Because my flight did not head out until a day after it was supposed to, Delta provided a very suitable hotel and a cool overnight kit. One of the Delta ladies told me this is what they give folks in first class.
Lesson 5: What can I learn from this experience? Will I get to stay in a hotel I’ve never stayed in before. Will I eat at a new restaurant and maybe try some different cuisine? Will I have thinking time so that I can improve my life in some way?
Some people just stayed at the airport all night. I felt sorry for the ones who slept on the floor. Their children were all wrapped in blankets and it looked like one of those times I took my family camping.
Lesson 6: We’re always looking for a chance to “pay forward.” Buy a Starbucks card for a family that looks like they’re just waking up from sleeping on the floor and could use a little sunshine to start their day.

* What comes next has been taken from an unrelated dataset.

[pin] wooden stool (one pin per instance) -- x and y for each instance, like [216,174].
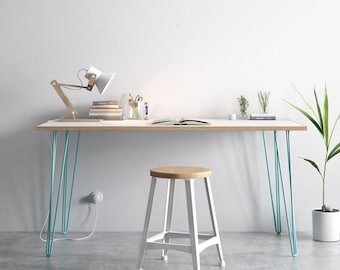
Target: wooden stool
[162,240]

What was very cool, though, is that the Atlanta Delta airline and airport food and store employees really tried to stay upbeat about the whole thing. (And I must admit, having some live jazz in the center of the airport concourse put a few smiles on peoples’ faces. ) That made such a difference
Lesson 7: Make a difference in people’ lives in a situation like this. I told every Delta airline employee I came across what a great job they were doing in this tough situation. Every one of them stopped what they were doing, smiled and acted like they hadn’t heard that yet that day. And I watched how they approached the person after me with a smile and more energy.
TODAY’S ACTION STEP
Are you telling your employees and co-workers how much they mean to you and how much you appreciate them? Do it today. Then, watch how they smile and how they have extra energy from what you’ve said. You just made a difference in their lives. Congratulations on being a real leader!